Self-esteem: Finding myself (Teenagers)

Who am I? Who do you want me to be? Who do I want me to be? Do my friends like me or do I need to do things so that they can like me?

I am a teenager, and I am trying to find myself in this world, I am learning new things, being exposed to things that I sometimes do not want to be exposed to…yet.

I have my own phone and my world are the Internet, Instagram, YouTube and TikTok, my world is what I see and what I hear.  I go to school, and I am vulnerable to everything that are “Up and Coming”, I need to fit in with it, or I will not be cool.  I have challenges to face at home and at school, what am I supposed to do?

As a parent you try to protect your children, but the reality is that you cannot hide them from the internet, and you cannot control what they are being exposed to all the time.

One of the biggest challenges your children, especially teenagers, are facing now is how to handle the pressure from social media.  The pressure to look a certain way or be a certain way.  The “influencers” have become role models and often they show a life that is completely fake on social media, yet it is seen as the norm and what is being aspired to.

They go to school and compare themselves to each other, they ask themselves questions like:

Am I more thin or beautiful than the girl next to me, am I more pretty, does my selfie look like the girl I am following on Instagram?  What do I do to look bigger, more manly?  Do my friends like me because I drank with them at that party?  Do I need to have sex to be part of the group?  Am I cool because I have a drink in my hand like the people on Facebook?

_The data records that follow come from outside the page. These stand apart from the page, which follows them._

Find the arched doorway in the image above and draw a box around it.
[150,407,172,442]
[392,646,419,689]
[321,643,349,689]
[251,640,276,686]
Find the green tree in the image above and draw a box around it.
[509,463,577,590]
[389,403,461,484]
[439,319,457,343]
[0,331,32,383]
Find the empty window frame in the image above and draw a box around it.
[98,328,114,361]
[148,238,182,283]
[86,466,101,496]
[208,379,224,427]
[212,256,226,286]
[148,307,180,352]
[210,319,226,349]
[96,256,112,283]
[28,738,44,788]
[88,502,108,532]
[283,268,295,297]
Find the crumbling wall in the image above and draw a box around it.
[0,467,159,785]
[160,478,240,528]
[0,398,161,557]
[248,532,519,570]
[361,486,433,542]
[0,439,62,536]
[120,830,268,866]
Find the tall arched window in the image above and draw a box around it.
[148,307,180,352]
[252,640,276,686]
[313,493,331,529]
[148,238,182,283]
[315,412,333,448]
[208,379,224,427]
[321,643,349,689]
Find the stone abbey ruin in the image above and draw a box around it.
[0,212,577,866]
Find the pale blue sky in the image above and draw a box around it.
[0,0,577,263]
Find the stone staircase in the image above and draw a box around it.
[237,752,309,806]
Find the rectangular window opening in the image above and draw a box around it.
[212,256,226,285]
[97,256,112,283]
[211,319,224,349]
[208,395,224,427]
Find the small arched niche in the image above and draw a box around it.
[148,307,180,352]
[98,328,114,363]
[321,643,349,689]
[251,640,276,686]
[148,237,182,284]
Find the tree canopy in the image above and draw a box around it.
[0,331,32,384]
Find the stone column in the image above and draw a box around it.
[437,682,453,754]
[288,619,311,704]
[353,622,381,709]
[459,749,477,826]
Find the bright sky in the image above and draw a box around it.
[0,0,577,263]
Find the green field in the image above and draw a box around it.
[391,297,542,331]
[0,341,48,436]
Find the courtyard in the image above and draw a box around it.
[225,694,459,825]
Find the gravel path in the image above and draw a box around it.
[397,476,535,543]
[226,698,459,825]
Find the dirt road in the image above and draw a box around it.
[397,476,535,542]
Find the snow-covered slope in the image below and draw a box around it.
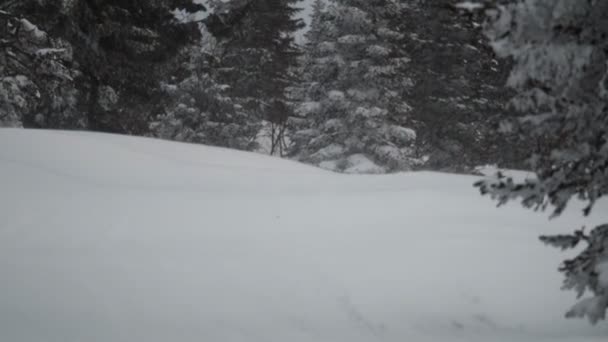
[0,130,608,342]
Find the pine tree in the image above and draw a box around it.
[150,26,260,150]
[477,0,608,323]
[399,0,525,172]
[0,11,81,129]
[218,0,303,153]
[291,0,417,173]
[0,0,199,134]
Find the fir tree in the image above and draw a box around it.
[477,0,608,323]
[291,0,417,172]
[214,0,303,153]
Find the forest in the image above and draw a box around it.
[0,0,608,337]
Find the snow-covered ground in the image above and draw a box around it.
[0,129,608,342]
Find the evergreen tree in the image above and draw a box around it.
[291,0,418,172]
[150,26,260,150]
[399,0,525,172]
[0,0,199,134]
[218,0,303,153]
[469,0,608,323]
[0,11,82,128]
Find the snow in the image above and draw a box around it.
[455,1,485,11]
[0,129,608,342]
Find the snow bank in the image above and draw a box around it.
[0,129,608,342]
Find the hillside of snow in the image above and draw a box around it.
[0,129,608,342]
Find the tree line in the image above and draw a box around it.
[0,0,523,173]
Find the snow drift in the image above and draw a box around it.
[0,129,608,342]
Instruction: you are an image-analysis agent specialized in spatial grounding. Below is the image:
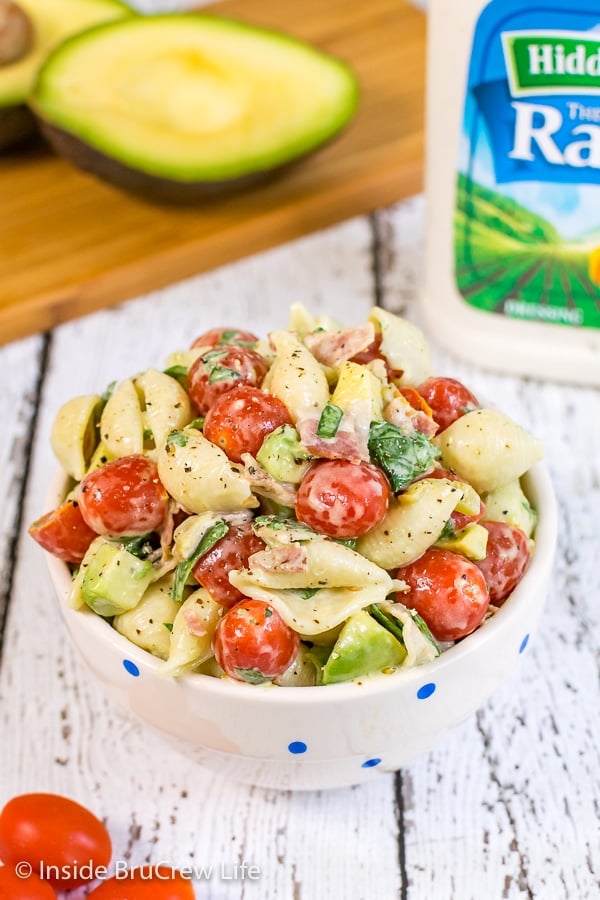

They might think that because everyone else is doing it, that it is ok. 

The fact is that there is a lot of pressure on children today, apart from the schoolwork and challenges they would normally face.  They are more vulnerable to being bullied, to have low self-esteem and develop mental health disorders like anxiety and depression.

Yes, parents cannot protect them against everything, but it is important to “check-in” with your children and talk to them about how they experience the world around them.